Mr. Pereyra was then upbraided by Ms. Brooks in remarks that walked uncomfortably close to being anti-Hispanic.  She said: “You asked to come here.  You asked to come here.  We did not and when we got here, our condition was so egregious, so barbaric.  Don’t ever let that come out of your mouth again because – you know what – that hurts your case.  Don’t compare the two.  They’re not comparable.”

It’s unfortunate that Commissioner Brooks was unwilling to display enough intellectual curiosity and empathy to engage in a meaningful conversation about the Hispanic experience in Memphis.  We suspect that Commissioner Brooks is unfamiliar with the data for Memphis which show that Hispanics have the highest poverty rates here and often are forced to deal with exploitative employers.  While minorities are victims of structural bias and institutional racism, Ms. Brooks is so invested in her own victimhood that she is unable to help victims of the system who rely on her for her leadership.

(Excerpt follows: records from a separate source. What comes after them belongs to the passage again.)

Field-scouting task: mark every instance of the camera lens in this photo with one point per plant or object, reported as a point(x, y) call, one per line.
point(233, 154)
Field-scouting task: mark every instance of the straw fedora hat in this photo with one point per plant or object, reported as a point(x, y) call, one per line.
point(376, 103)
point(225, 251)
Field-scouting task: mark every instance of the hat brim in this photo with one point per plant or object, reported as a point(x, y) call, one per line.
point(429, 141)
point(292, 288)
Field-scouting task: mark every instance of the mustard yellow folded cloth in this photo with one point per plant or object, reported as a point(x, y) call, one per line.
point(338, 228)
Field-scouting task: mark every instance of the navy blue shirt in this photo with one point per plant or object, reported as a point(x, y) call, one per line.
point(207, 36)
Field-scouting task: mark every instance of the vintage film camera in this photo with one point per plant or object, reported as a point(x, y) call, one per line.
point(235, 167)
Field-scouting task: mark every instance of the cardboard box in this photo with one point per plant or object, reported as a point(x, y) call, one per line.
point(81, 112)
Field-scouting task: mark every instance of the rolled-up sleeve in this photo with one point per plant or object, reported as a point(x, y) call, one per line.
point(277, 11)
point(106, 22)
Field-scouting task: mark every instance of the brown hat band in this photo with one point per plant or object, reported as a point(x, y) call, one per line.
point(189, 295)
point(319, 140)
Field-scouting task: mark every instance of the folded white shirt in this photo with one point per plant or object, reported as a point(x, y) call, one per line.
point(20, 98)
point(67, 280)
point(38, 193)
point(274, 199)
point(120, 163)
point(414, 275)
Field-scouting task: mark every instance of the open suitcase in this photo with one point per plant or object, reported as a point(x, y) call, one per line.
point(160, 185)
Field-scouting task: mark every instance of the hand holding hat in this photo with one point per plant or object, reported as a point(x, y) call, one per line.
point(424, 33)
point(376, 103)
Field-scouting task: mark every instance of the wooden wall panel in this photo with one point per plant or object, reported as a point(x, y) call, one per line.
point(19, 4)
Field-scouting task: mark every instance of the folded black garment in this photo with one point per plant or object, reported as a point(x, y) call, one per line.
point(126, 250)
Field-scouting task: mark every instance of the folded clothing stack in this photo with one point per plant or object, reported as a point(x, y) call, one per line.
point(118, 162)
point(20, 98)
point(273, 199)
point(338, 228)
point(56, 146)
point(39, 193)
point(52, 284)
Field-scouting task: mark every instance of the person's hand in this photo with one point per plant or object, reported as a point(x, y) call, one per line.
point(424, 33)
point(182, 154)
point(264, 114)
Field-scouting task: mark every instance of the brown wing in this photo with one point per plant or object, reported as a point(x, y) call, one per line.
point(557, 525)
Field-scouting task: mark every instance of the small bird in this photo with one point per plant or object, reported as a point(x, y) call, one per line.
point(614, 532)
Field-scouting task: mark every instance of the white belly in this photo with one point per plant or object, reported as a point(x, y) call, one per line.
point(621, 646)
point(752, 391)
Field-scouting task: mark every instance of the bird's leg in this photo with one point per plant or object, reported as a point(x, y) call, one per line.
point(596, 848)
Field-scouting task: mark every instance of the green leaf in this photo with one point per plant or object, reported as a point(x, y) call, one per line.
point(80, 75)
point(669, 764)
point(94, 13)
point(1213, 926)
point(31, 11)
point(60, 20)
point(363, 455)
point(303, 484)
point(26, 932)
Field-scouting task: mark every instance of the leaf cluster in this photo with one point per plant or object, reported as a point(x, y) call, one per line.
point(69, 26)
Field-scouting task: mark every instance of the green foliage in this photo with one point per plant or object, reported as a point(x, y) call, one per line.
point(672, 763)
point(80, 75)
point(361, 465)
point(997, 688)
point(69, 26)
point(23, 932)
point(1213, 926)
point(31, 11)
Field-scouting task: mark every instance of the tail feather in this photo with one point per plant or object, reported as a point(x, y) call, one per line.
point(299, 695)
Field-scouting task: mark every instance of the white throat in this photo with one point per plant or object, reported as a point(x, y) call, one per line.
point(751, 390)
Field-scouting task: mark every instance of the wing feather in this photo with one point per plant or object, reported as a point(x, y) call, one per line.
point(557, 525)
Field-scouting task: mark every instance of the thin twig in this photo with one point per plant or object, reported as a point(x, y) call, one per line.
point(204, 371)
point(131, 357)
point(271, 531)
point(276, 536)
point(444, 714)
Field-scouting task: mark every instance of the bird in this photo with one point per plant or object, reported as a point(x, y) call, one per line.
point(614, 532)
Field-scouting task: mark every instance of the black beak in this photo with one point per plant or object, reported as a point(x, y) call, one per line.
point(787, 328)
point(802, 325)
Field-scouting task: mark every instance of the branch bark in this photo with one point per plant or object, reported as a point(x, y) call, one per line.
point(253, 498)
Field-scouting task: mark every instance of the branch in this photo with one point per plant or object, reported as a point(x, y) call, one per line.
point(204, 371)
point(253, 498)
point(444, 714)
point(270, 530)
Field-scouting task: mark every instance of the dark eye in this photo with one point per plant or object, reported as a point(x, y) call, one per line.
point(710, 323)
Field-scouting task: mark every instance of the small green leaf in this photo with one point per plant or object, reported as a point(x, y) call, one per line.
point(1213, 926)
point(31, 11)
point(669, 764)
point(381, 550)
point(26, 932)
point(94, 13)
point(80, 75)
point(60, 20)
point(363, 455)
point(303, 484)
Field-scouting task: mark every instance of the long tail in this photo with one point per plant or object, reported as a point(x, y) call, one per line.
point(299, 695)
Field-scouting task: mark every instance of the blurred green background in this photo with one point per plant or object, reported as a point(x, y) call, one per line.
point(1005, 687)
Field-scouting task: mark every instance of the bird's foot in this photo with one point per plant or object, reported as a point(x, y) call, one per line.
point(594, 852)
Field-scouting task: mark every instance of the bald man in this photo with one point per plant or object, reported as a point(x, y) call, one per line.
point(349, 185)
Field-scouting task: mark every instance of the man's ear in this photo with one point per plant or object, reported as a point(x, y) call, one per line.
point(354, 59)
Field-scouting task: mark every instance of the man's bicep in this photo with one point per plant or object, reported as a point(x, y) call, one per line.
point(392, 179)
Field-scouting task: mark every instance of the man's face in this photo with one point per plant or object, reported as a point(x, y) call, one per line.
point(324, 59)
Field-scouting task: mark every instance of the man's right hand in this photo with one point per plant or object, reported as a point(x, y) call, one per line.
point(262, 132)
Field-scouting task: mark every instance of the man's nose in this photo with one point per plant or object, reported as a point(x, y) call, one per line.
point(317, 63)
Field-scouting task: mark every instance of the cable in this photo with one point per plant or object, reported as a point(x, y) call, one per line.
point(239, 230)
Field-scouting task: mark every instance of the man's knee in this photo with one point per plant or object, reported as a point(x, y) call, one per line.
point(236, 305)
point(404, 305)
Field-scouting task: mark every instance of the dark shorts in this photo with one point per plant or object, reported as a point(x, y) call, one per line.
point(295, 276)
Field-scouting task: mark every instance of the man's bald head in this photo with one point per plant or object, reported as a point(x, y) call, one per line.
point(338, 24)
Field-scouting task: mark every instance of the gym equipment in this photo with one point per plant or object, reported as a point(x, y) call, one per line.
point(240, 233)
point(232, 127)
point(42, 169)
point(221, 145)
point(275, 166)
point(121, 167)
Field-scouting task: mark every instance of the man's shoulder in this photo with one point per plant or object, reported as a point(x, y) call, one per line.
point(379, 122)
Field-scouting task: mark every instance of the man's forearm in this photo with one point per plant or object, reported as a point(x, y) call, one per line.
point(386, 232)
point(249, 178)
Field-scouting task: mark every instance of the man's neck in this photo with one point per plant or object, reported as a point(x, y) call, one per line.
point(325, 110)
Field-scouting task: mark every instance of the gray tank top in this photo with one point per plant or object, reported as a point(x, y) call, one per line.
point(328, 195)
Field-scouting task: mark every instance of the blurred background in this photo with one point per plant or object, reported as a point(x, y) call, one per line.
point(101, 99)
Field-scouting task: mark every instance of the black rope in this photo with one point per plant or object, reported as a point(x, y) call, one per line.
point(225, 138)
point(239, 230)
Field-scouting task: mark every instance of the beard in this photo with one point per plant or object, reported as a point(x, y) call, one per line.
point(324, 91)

In the past, we have defended Ms. Brooks’ constitutional right to refuse to recite the Pledge of Allegiance or to stand for the Star-Spangled Banner, but we find no defense for her behavior at Monday’s board of commissioners meeting.

Failing the Test

In his response for Latino Memphis, executive director Mauricio Calvo affirmed his well-deserved reputation for diplomacy and equanimity.  He said: “While we hope her comments were made in a genuine effort to promote the interest of the African-American community, divisive comments that pit one demographic against another are unproductive and fundamentally undermine the goals which she sought to accomplish.  We should not engage in behavior that results in fighting over scraps from the table.”

So far, Commissioner Brooks has made no moves toward an apology, and based on her past behavior, we’re not holding our breaths.

That said, we had been weighing our vote for Juvenile Court Clerk, and we were giving her serious consideration.  But the qualities of a court clerk should be similar to a judge’s.

The test for both is a commitment to equal treatment, fair play, temperament, and professionalism.   It’s a test that Ms. Brooks has now failed.